Застигнутая врасплох неопытная девушка приняла, по неведению, букет. Это ловко было задумано.

Другое какое-нибудь послание насторожило бы, остерегло ее, но цветы так по-девичьи невинны, безобидны, - что тут можно заподозрить?

Лишь когда посыльный удалился, заметила Фанни записку среди цветов и, выронив ее из рук, словно большого ядовитого паука, бросилась к старухе Крамм, которой с рыданиями поведала о случившемся. Ей казалось, что она уже опозорена.

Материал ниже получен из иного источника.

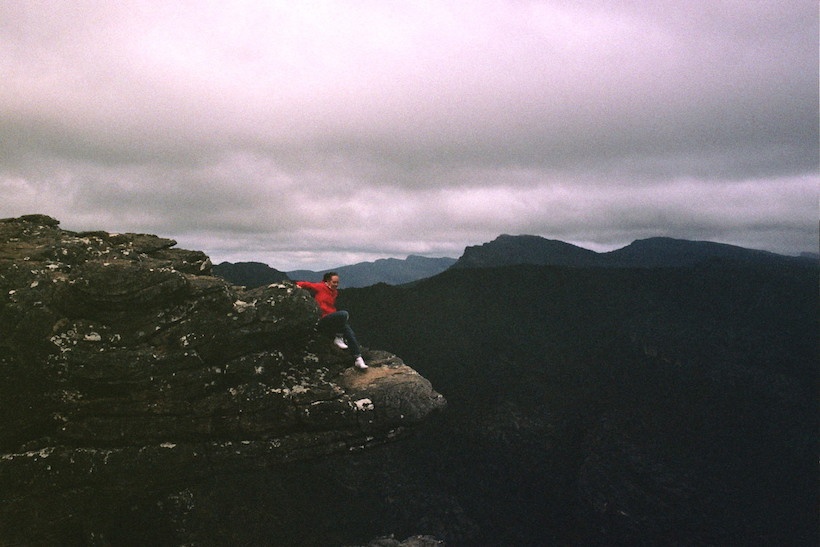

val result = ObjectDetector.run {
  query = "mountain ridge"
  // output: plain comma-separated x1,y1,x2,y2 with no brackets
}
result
452,234,817,268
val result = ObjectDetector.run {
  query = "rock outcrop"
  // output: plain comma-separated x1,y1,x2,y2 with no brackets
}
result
0,215,445,544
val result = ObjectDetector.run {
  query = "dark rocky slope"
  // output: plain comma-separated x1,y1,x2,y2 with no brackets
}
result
0,215,445,545
343,260,818,545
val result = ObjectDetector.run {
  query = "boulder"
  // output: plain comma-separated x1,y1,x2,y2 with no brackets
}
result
0,215,445,544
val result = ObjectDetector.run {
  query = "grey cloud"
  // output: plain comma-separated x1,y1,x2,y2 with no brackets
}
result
0,0,820,267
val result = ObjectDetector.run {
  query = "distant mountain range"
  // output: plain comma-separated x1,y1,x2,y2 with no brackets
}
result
214,255,456,288
214,234,818,288
453,235,817,268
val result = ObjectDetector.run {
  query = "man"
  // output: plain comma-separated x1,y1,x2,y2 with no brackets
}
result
296,272,367,370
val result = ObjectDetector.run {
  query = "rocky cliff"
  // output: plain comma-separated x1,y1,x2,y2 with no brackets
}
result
0,215,445,544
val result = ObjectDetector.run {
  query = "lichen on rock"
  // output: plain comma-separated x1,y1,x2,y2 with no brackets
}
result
0,215,445,543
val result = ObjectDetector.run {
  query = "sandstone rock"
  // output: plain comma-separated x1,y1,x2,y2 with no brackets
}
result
0,215,445,544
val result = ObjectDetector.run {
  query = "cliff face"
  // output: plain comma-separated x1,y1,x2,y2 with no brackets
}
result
0,215,445,544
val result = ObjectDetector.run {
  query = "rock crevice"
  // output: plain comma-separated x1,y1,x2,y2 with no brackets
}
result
0,215,445,537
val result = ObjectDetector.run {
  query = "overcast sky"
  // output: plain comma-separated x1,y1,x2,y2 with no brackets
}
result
0,0,820,270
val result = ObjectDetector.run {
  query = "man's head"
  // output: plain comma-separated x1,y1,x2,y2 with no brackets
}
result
322,272,339,289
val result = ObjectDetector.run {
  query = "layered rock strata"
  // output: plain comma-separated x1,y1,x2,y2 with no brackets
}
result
0,215,445,540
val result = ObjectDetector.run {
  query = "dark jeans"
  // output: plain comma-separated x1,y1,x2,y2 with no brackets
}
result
318,310,362,357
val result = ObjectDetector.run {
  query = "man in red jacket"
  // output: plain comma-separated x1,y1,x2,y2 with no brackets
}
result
296,272,367,370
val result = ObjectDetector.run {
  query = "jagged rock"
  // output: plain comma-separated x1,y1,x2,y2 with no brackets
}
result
0,215,445,543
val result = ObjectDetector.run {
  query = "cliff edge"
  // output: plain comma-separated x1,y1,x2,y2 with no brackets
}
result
0,215,445,544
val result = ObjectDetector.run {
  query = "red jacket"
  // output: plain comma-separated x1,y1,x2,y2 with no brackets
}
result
296,281,339,317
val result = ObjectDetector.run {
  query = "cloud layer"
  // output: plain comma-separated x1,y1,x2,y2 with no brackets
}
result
0,0,820,269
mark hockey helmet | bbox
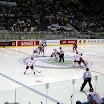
[86,68,89,71]
[76,52,78,54]
[31,57,33,60]
[89,88,94,92]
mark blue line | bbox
[0,73,63,104]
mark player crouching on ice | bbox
[33,48,39,56]
[73,42,77,52]
[48,49,60,61]
[24,57,35,74]
[73,52,87,67]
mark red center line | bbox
[8,49,30,55]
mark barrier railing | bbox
[0,28,104,40]
[0,75,104,104]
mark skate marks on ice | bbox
[19,56,92,69]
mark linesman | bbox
[59,47,64,62]
[80,68,92,91]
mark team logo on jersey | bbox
[19,57,92,69]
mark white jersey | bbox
[75,54,81,61]
[87,92,103,104]
[33,48,39,53]
[60,49,64,54]
[52,51,58,58]
[26,60,35,66]
[83,71,91,79]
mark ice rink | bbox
[0,45,104,104]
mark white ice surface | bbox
[0,45,104,104]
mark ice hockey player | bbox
[59,47,64,62]
[86,88,104,104]
[24,57,35,74]
[79,54,87,67]
[41,41,47,49]
[38,45,44,55]
[49,49,60,61]
[73,52,81,67]
[73,42,77,52]
[33,48,39,56]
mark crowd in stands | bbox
[0,0,104,32]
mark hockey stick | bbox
[83,91,87,95]
[35,70,41,73]
[70,95,73,104]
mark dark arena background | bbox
[0,0,104,104]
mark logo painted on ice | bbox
[19,57,92,69]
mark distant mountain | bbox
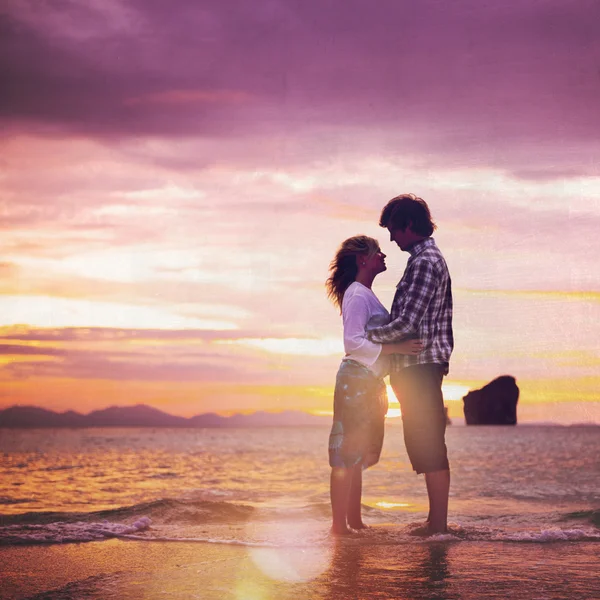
[0,404,331,428]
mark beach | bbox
[0,540,600,600]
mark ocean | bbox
[0,425,600,600]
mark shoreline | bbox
[0,539,600,600]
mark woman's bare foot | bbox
[408,521,448,537]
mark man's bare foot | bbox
[348,521,369,529]
[408,523,448,537]
[329,525,354,535]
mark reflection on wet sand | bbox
[323,540,458,600]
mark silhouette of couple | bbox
[326,194,454,536]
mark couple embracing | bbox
[326,194,454,536]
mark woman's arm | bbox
[381,340,423,356]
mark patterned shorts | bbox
[329,360,388,469]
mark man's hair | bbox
[379,194,437,237]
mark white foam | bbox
[0,517,151,544]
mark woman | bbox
[325,235,422,535]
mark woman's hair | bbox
[325,235,379,310]
[379,194,436,237]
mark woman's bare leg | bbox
[348,465,367,529]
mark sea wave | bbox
[0,514,600,549]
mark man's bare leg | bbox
[425,470,450,535]
[329,467,354,535]
[348,465,367,529]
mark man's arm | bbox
[367,260,437,344]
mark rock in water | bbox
[463,375,519,425]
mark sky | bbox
[0,0,600,423]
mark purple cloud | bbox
[0,0,600,178]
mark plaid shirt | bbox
[367,238,454,373]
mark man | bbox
[368,194,454,536]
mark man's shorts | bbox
[390,364,450,473]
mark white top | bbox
[342,281,390,377]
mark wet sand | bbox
[0,540,600,600]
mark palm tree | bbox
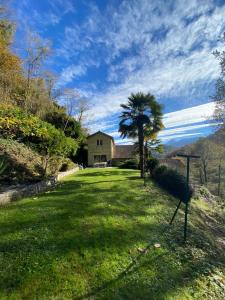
[119,92,163,178]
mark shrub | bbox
[0,104,78,157]
[119,159,138,169]
[146,157,159,175]
[153,165,168,181]
[153,166,193,202]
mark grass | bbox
[0,168,225,300]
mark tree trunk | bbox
[138,126,144,178]
[203,162,208,184]
[218,163,221,196]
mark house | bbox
[87,131,135,166]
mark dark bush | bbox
[112,159,124,167]
[146,157,159,176]
[153,166,193,202]
[153,165,168,181]
[119,159,138,169]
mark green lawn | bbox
[0,169,225,300]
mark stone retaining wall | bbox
[0,167,79,205]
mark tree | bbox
[119,92,163,178]
[62,89,89,129]
[213,32,225,124]
[24,33,50,113]
[193,139,215,184]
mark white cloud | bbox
[163,102,215,128]
[58,65,87,86]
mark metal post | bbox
[170,200,181,225]
[184,157,190,242]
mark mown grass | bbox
[0,168,225,300]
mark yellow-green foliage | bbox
[0,104,78,156]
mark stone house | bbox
[87,131,135,166]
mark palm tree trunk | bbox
[138,126,144,178]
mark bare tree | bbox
[62,89,89,130]
[24,32,50,110]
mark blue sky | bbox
[11,0,225,144]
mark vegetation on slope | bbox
[0,3,86,182]
[169,127,225,199]
[0,169,225,300]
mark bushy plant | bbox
[153,166,193,202]
[0,157,8,175]
[0,104,78,156]
[146,157,159,175]
[119,159,138,170]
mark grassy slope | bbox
[0,169,225,300]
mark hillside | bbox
[0,168,225,300]
[167,127,225,199]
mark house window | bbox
[97,140,103,146]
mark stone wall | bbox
[0,167,79,205]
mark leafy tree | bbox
[0,105,78,171]
[119,92,163,178]
[213,33,225,124]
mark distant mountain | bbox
[166,125,225,199]
[166,136,202,148]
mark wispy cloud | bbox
[12,0,225,144]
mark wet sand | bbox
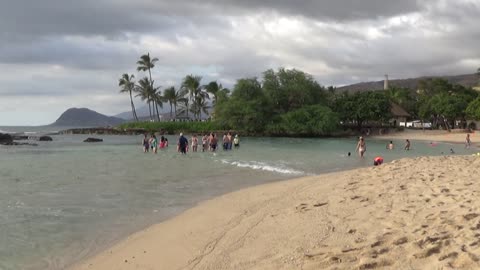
[73,154,480,270]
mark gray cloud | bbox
[0,0,480,125]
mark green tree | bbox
[182,75,209,119]
[204,81,229,106]
[135,77,154,120]
[215,78,272,133]
[118,73,138,121]
[263,68,326,114]
[335,91,392,129]
[137,53,158,87]
[272,105,340,136]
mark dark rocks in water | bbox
[83,138,103,142]
[12,135,28,141]
[38,136,53,142]
[0,133,38,146]
[0,133,13,145]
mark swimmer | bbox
[387,141,395,150]
[373,157,383,166]
[356,137,367,157]
[405,139,410,151]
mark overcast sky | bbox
[0,0,480,126]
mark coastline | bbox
[71,154,480,270]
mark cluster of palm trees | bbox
[118,53,229,121]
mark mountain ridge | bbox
[337,74,478,92]
[51,108,125,127]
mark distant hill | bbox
[337,74,478,92]
[52,108,125,127]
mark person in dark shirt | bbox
[178,133,188,154]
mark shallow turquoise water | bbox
[0,128,476,269]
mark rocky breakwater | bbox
[0,133,37,146]
[83,138,103,142]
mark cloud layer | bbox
[0,0,480,125]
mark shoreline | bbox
[70,153,480,270]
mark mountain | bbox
[337,74,478,92]
[52,108,125,127]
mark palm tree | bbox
[182,75,209,117]
[152,87,164,121]
[118,73,138,121]
[192,97,210,118]
[163,86,176,119]
[137,53,158,86]
[204,81,228,105]
[135,77,153,120]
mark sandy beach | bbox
[73,153,480,270]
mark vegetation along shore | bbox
[119,54,480,136]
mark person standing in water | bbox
[192,134,198,152]
[152,135,158,154]
[202,134,208,152]
[356,136,367,157]
[210,133,217,152]
[233,134,240,149]
[465,133,472,148]
[178,133,188,155]
[405,139,410,151]
[142,134,150,153]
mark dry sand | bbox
[74,156,480,270]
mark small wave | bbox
[221,160,304,175]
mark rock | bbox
[38,136,53,142]
[0,133,13,145]
[12,135,28,141]
[83,138,103,142]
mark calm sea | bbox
[0,127,476,270]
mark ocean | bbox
[0,127,477,270]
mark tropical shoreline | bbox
[71,141,480,269]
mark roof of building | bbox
[390,102,410,117]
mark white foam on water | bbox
[221,159,305,175]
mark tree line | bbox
[118,53,229,121]
[119,54,480,136]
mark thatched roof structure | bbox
[390,102,410,117]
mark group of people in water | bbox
[354,134,472,166]
[142,132,240,154]
[348,136,411,166]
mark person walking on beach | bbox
[210,133,217,152]
[227,132,232,150]
[202,134,208,152]
[192,134,198,152]
[356,136,367,157]
[387,141,395,150]
[160,136,165,149]
[142,134,150,153]
[405,139,410,151]
[465,133,472,148]
[152,135,158,154]
[178,133,188,155]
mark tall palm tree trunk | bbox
[129,91,138,122]
[148,101,152,120]
[155,102,160,122]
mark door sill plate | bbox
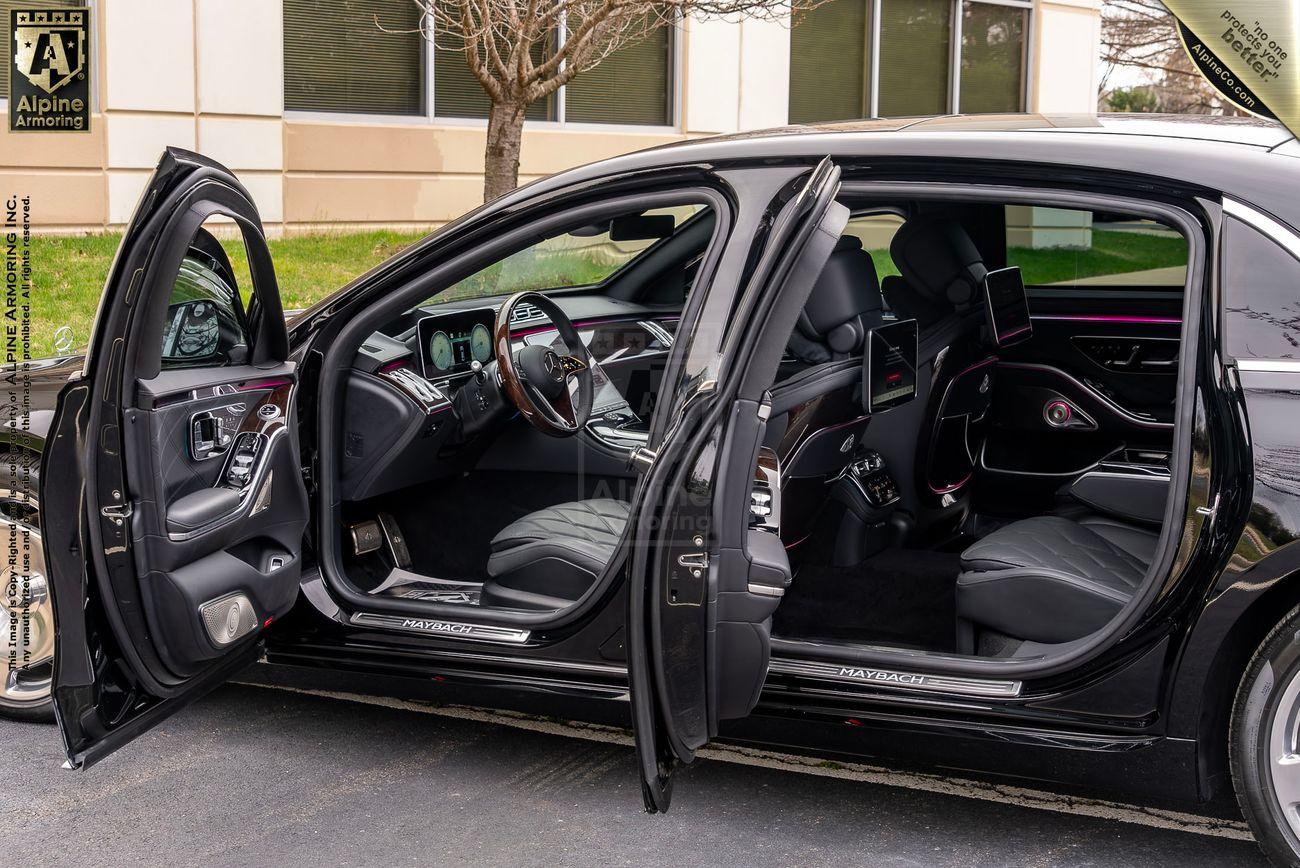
[348,612,532,645]
[768,660,1022,699]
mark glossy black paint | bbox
[32,116,1300,799]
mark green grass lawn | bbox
[31,231,424,359]
[31,230,1187,359]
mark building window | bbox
[876,0,953,117]
[959,0,1030,114]
[562,27,673,126]
[283,0,424,114]
[790,0,871,123]
[282,0,670,126]
[432,34,559,121]
[789,0,1032,123]
[0,0,83,103]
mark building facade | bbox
[0,0,1101,233]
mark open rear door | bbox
[628,159,849,813]
[42,149,308,768]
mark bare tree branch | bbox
[1099,0,1242,114]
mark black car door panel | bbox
[42,148,308,767]
[975,296,1183,516]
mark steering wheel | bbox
[494,292,594,437]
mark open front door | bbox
[42,149,308,768]
[628,159,849,813]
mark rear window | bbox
[1006,205,1187,290]
[425,204,703,304]
[1223,217,1300,359]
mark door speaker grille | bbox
[199,594,257,647]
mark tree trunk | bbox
[484,103,525,201]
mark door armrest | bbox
[166,489,239,534]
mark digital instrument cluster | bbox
[163,301,221,359]
[417,308,497,379]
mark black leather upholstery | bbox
[482,499,629,609]
[889,216,988,308]
[790,235,884,363]
[957,516,1158,642]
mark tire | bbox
[0,452,55,724]
[1229,607,1300,865]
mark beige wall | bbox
[1030,0,1101,114]
[0,0,1100,231]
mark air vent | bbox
[510,301,546,326]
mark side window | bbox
[1223,217,1300,359]
[426,204,703,304]
[1006,205,1187,291]
[161,221,254,370]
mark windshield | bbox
[425,204,705,304]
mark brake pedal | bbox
[380,512,411,569]
[347,521,384,557]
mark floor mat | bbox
[371,569,484,606]
[772,548,961,651]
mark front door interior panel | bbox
[126,366,308,677]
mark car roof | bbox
[504,114,1300,227]
[703,113,1295,148]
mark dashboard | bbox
[341,295,679,500]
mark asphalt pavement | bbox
[0,686,1265,868]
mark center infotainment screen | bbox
[416,308,497,379]
[984,266,1034,347]
[863,320,917,413]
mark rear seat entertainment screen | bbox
[865,320,917,413]
[984,266,1034,347]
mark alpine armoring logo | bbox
[8,8,90,133]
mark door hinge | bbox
[1196,494,1218,521]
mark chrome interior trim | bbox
[749,582,785,596]
[768,659,1022,699]
[586,425,650,450]
[1236,359,1300,374]
[348,612,532,645]
[166,425,280,542]
[997,361,1174,430]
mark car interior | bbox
[178,191,1188,659]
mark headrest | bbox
[797,235,884,355]
[889,216,988,311]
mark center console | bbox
[831,450,910,567]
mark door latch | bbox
[677,551,709,578]
[99,503,131,525]
[628,446,659,473]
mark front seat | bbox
[867,214,996,539]
[767,235,884,457]
[957,516,1160,644]
[482,498,631,609]
[482,235,883,609]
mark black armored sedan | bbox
[0,116,1300,864]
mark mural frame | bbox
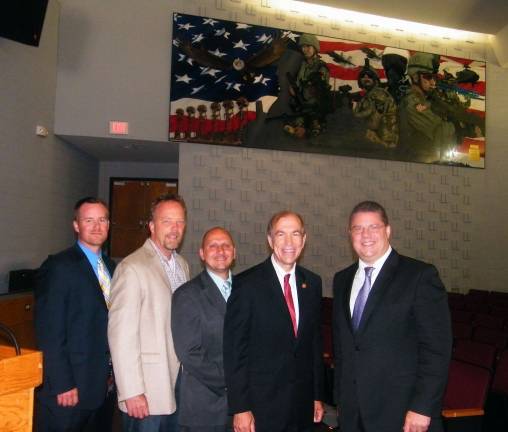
[169,13,486,168]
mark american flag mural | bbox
[169,13,486,168]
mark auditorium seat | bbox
[473,313,505,330]
[448,292,465,310]
[473,327,508,351]
[442,360,490,432]
[450,310,473,324]
[452,321,473,341]
[453,340,497,371]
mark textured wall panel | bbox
[170,0,500,295]
[179,144,472,295]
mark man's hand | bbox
[56,387,79,407]
[125,394,150,419]
[233,411,256,432]
[314,401,325,423]
[402,411,430,432]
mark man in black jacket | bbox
[224,211,324,432]
[333,201,452,432]
[35,197,115,432]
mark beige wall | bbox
[48,0,508,294]
[0,0,98,293]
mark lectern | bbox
[0,345,42,432]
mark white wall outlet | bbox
[35,125,49,137]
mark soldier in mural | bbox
[284,34,332,138]
[399,52,457,163]
[353,58,399,148]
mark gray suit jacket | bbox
[171,270,228,426]
[108,240,189,415]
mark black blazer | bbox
[35,243,115,409]
[224,258,323,432]
[171,270,228,426]
[333,251,452,432]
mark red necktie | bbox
[284,274,297,336]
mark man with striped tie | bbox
[35,197,115,431]
[333,201,452,432]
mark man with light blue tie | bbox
[333,201,452,432]
[35,197,115,432]
[171,227,236,432]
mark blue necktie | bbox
[222,280,231,301]
[351,267,374,330]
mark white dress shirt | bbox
[272,254,300,328]
[349,246,392,316]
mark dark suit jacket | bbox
[171,270,228,426]
[35,243,115,409]
[333,250,452,432]
[224,258,323,432]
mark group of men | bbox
[35,195,451,432]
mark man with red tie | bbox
[224,211,324,432]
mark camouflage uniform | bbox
[286,35,332,135]
[399,53,456,162]
[353,60,399,148]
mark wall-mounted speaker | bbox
[0,0,48,46]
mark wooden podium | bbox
[0,345,42,432]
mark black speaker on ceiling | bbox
[0,0,48,46]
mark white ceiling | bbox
[312,0,508,34]
[62,0,508,162]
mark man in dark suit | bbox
[333,201,452,432]
[35,197,115,432]
[171,227,236,432]
[224,211,324,432]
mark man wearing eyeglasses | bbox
[35,197,115,432]
[399,52,457,163]
[333,201,452,432]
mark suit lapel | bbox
[265,258,295,339]
[294,265,311,339]
[200,270,226,316]
[358,250,399,333]
[342,263,358,332]
[74,243,107,310]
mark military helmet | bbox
[357,58,379,88]
[298,33,319,53]
[407,52,439,75]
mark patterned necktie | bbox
[222,280,231,301]
[352,267,374,330]
[284,273,298,336]
[97,257,111,309]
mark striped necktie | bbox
[352,267,374,331]
[222,280,231,301]
[97,257,111,309]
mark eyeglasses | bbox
[81,218,109,225]
[420,72,437,81]
[349,224,385,235]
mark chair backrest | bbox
[467,289,490,301]
[443,360,490,409]
[448,292,465,310]
[473,327,508,350]
[453,339,497,370]
[492,350,508,395]
[321,297,333,324]
[452,321,473,341]
[473,313,505,329]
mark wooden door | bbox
[110,179,178,258]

Вскоре пришла Тереза, и они с г-жой Крамм вскрыли не распечатанное еще послание. Фанни была безутешна, когда болтливая Краммша рассказала ей о заключенном в нем предложении; она всерьез решила, что, приняв письмо, навсегда обесчестила себя, и до того взволновалась, что, несмотря на утешения двух добрых женщин, всю ночь металась в лихорадке.

Вот как чувствительна чистая душа к первому же прикосновению грязи.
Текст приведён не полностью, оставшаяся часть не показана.